I find it confusing having '£6 to spend a week', or in grown up terms, '20% of income' or whatever. Just spend what you need, not up to certain amount. Why put an upper limit, as though it is something to aim for?
I would stick to a nice round amount. We did £5 per month until age 11, then switched to £2 a week, increasing £1 per year. Then model good attitudes to spending/saving. Considering each purchase. Shopping around. Limiting waste. And being kind and generous within your means.

TartanMammy · 19/02/2026 19:25

I get what you're trying to do, it's a nice idea...

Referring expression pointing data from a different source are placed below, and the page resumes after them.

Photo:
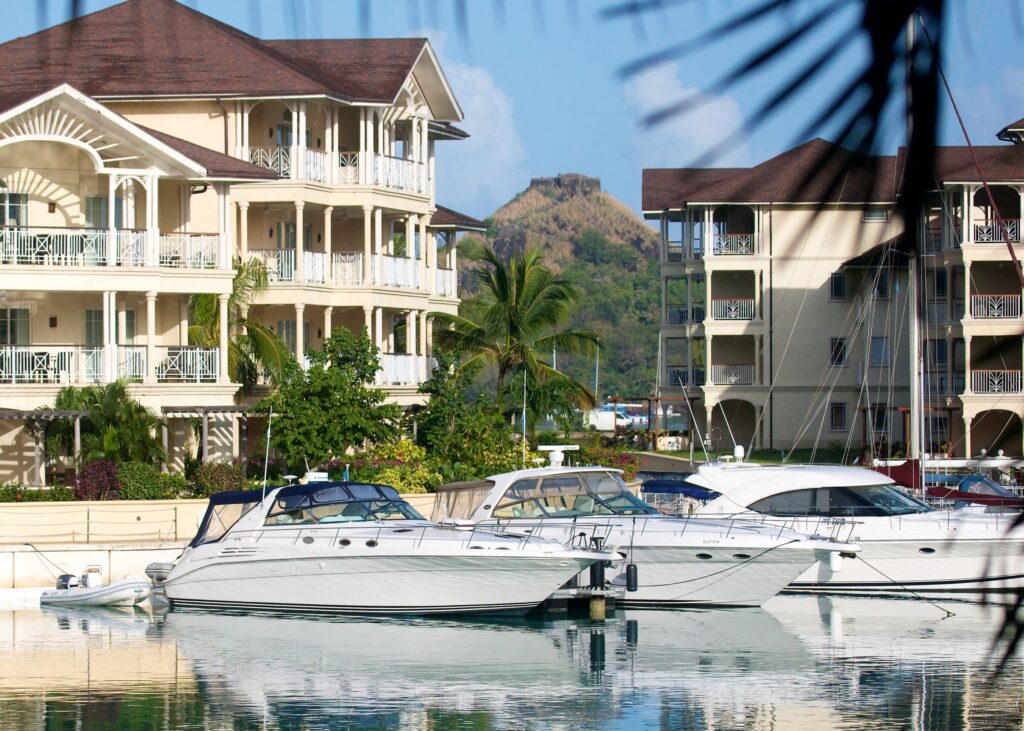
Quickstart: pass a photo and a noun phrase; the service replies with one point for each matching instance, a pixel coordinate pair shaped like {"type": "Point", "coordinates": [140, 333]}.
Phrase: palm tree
{"type": "Point", "coordinates": [116, 427]}
{"type": "Point", "coordinates": [253, 348]}
{"type": "Point", "coordinates": [515, 318]}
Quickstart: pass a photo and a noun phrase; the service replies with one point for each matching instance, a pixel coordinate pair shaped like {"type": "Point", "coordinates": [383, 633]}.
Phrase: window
{"type": "Point", "coordinates": [15, 208]}
{"type": "Point", "coordinates": [838, 287]}
{"type": "Point", "coordinates": [880, 350]}
{"type": "Point", "coordinates": [882, 285]}
{"type": "Point", "coordinates": [95, 212]}
{"type": "Point", "coordinates": [837, 416]}
{"type": "Point", "coordinates": [13, 326]}
{"type": "Point", "coordinates": [837, 351]}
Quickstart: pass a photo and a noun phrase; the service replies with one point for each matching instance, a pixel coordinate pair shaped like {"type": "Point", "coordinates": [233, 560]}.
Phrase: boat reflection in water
{"type": "Point", "coordinates": [804, 662]}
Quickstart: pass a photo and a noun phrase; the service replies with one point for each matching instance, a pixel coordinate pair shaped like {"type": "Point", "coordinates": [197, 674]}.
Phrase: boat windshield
{"type": "Point", "coordinates": [849, 501]}
{"type": "Point", "coordinates": [570, 495]}
{"type": "Point", "coordinates": [338, 503]}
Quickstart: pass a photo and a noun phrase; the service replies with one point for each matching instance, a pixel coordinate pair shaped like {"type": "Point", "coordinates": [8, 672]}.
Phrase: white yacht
{"type": "Point", "coordinates": [353, 548]}
{"type": "Point", "coordinates": [675, 561]}
{"type": "Point", "coordinates": [906, 547]}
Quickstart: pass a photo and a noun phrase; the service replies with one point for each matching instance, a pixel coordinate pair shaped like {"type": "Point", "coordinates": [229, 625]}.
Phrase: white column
{"type": "Point", "coordinates": [112, 231]}
{"type": "Point", "coordinates": [224, 376]}
{"type": "Point", "coordinates": [151, 337]}
{"type": "Point", "coordinates": [368, 242]}
{"type": "Point", "coordinates": [300, 245]}
{"type": "Point", "coordinates": [328, 254]}
{"type": "Point", "coordinates": [299, 345]}
{"type": "Point", "coordinates": [244, 229]}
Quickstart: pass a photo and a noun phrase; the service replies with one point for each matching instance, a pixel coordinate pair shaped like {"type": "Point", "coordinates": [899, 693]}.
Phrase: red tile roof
{"type": "Point", "coordinates": [162, 47]}
{"type": "Point", "coordinates": [446, 218]}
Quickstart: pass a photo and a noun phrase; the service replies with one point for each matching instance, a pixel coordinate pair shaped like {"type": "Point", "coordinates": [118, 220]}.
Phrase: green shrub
{"type": "Point", "coordinates": [216, 477]}
{"type": "Point", "coordinates": [141, 481]}
{"type": "Point", "coordinates": [14, 492]}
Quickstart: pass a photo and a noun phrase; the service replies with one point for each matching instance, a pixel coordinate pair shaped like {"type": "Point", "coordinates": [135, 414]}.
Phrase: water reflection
{"type": "Point", "coordinates": [800, 662]}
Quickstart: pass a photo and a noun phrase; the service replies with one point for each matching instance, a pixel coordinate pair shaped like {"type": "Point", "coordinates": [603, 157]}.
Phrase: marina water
{"type": "Point", "coordinates": [801, 662]}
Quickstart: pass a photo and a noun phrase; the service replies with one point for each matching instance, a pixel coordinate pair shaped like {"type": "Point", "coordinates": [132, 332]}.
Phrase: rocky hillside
{"type": "Point", "coordinates": [608, 253]}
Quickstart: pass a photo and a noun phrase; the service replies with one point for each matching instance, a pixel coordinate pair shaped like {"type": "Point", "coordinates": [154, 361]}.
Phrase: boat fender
{"type": "Point", "coordinates": [632, 583]}
{"type": "Point", "coordinates": [835, 562]}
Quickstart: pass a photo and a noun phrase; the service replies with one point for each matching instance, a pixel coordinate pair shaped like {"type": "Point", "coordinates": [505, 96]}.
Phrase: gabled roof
{"type": "Point", "coordinates": [446, 218]}
{"type": "Point", "coordinates": [144, 48]}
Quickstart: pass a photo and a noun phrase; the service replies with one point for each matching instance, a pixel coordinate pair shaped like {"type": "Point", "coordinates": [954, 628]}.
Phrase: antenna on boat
{"type": "Point", "coordinates": [266, 458]}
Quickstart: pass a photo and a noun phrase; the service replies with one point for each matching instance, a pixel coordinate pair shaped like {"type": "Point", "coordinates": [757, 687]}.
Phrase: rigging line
{"type": "Point", "coordinates": [906, 589]}
{"type": "Point", "coordinates": [728, 568]}
{"type": "Point", "coordinates": [974, 155]}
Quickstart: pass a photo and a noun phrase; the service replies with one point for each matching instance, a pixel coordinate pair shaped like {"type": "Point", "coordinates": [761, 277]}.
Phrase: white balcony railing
{"type": "Point", "coordinates": [992, 232]}
{"type": "Point", "coordinates": [276, 159]}
{"type": "Point", "coordinates": [348, 168]}
{"type": "Point", "coordinates": [346, 267]}
{"type": "Point", "coordinates": [53, 247]}
{"type": "Point", "coordinates": [732, 308]}
{"type": "Point", "coordinates": [995, 306]}
{"type": "Point", "coordinates": [394, 271]}
{"type": "Point", "coordinates": [445, 283]}
{"type": "Point", "coordinates": [732, 375]}
{"type": "Point", "coordinates": [189, 251]}
{"type": "Point", "coordinates": [995, 381]}
{"type": "Point", "coordinates": [397, 370]}
{"type": "Point", "coordinates": [187, 364]}
{"type": "Point", "coordinates": [733, 245]}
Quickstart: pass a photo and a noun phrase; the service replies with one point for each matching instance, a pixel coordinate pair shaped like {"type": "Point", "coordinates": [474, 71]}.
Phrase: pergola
{"type": "Point", "coordinates": [40, 417]}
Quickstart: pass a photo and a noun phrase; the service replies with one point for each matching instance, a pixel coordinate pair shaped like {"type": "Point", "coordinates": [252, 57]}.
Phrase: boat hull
{"type": "Point", "coordinates": [287, 581]}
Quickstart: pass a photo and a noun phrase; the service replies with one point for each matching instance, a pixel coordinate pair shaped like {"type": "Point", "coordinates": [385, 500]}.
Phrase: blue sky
{"type": "Point", "coordinates": [539, 80]}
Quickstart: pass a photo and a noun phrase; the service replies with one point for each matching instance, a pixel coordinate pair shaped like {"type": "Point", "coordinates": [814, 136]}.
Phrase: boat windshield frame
{"type": "Point", "coordinates": [880, 500]}
{"type": "Point", "coordinates": [337, 504]}
{"type": "Point", "coordinates": [530, 498]}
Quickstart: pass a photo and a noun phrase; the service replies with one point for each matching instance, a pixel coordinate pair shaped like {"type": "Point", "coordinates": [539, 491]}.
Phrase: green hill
{"type": "Point", "coordinates": [611, 257]}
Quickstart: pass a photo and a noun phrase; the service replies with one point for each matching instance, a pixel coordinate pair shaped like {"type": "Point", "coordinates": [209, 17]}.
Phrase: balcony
{"type": "Point", "coordinates": [995, 306]}
{"type": "Point", "coordinates": [84, 364]}
{"type": "Point", "coordinates": [446, 283]}
{"type": "Point", "coordinates": [90, 247]}
{"type": "Point", "coordinates": [732, 374]}
{"type": "Point", "coordinates": [350, 168]}
{"type": "Point", "coordinates": [678, 314]}
{"type": "Point", "coordinates": [995, 381]}
{"type": "Point", "coordinates": [733, 245]}
{"type": "Point", "coordinates": [728, 308]}
{"type": "Point", "coordinates": [991, 231]}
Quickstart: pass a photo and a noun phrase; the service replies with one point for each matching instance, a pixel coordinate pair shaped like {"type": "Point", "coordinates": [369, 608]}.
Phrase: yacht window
{"type": "Point", "coordinates": [841, 502]}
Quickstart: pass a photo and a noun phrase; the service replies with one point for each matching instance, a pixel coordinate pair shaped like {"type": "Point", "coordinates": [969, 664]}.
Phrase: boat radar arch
{"type": "Point", "coordinates": [556, 454]}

My ds saved up for a PlayStation when he was 7 it took him nearly 2 years of hard saving. He's 15 now and spends every penny he gets as soon as he gets it, the saving early in life has taught him absolutely nothing.

ThisIsMe87 · 19/02/2026 20:16

sorryIdidntmeanto · 19/02/2026 19:14

I'm not sure the pots idea actually encourages a healthy approach to spending. I know loads of people love it. But I think that's because they always spend what they have, and without limits, can't stop spending. A better approach is to never spend to limits. I have never even budgeted, for example. I just always live below my means. Then the money can never run out.
I find it confusing having '£6 to spend a week', or in grown up terms, '20% of income' or whatever. Just spend what you need, not up to certain amount. Why put an upper limit, as though it is something to aim for?
I would stick to a nice round amount. We did £5 per month until age 11, then switched to £2 a week, increasing £1 per year. Then model good attitudes to spending/saving. Considering each purchase. Shopping around. Limiting waste. And being kind and generous within your means.

Fortunately, since opening account back in October they have never spent their full allowance. And always had some rolled over to the next month.

I do love a good budget, well spreadsheet with all my outgoings on. However I always keep under this. I am a firm believer if you can’t afford it you dont have it. Apart from the obvious of housing.

OP posts:
ForAmusedHazelQuoter · 21/02/2026 21:21

I don’t think giving money and then dictating how it’s spent is a good idea.
My DC are adults and brilliant with money, I didn’t do all this and certainly not when they were so young.
I started monthly allowances when they went to secondary school and then they got part time jobs off their own backs in sixth form.
My DH’s were really careful with money and made a big thing of it, my DH’s loves to spend now and his siblings are really tight.
I don’t think DC need to learn about money at such a young age.